Over the last year, many businesses in the United States have adopted Bellwether Coffee roasters for these reasons to great results. A Bellwether customer, located just outside of Dallas, Texas, is one example Nathan gives of an independent café that has successfully grown its brand.
“They were buying wholesale coffee from a roastery in Austin, which while in the same state, is a long way away,” he says.
“They purchased our roaster, buy our green coffee, and have seen their revenue grow by 20 per cent because they’re pushing their own brand now.
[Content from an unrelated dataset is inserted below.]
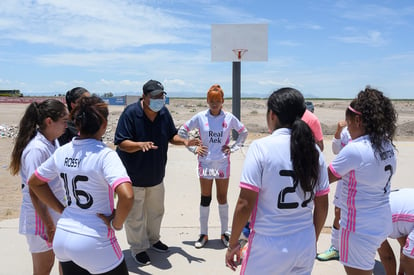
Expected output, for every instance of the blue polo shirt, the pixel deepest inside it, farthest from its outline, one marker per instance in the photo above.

They’ve had a lot of really positive customer feedback about the coffee too.
“Their cost per pound dropped by 25 per cent as well, so they simultaneously grew revenue and reduced their coffee expenses.”
While COVID-19 is a huge blow to the American coffee industry, Nathan says many of Bellwether’s customers handled the situation better than most cafés.
“So far, our customers have had mixed impacts. Some have fared better, particularly those who already knew how to do ecommerce or were selling retail, but some in New York, for example, were forced to temporarily close,” Nathan says.
“Our total coffee volume being roasted is back up to pre-COVID levels, which is very encouraging to us.”
While Bellwether Coffee has been embraced across the US, the roaster has not yet arrived on Australian shores, something Nathan hopes to soon change.
“Australia is unique in how premium the coffee offerings are. What many Australians think is typical, Americans would think of as super premium, and that’s really our type of market,” Nathan says.
“Australia is a pioneer in the coffee market and we want to serve that super specialty market. We also connect with the strong interest and focus on sustainability. I think you’ll see us there either by the end of this year, or more likely, early 2021.”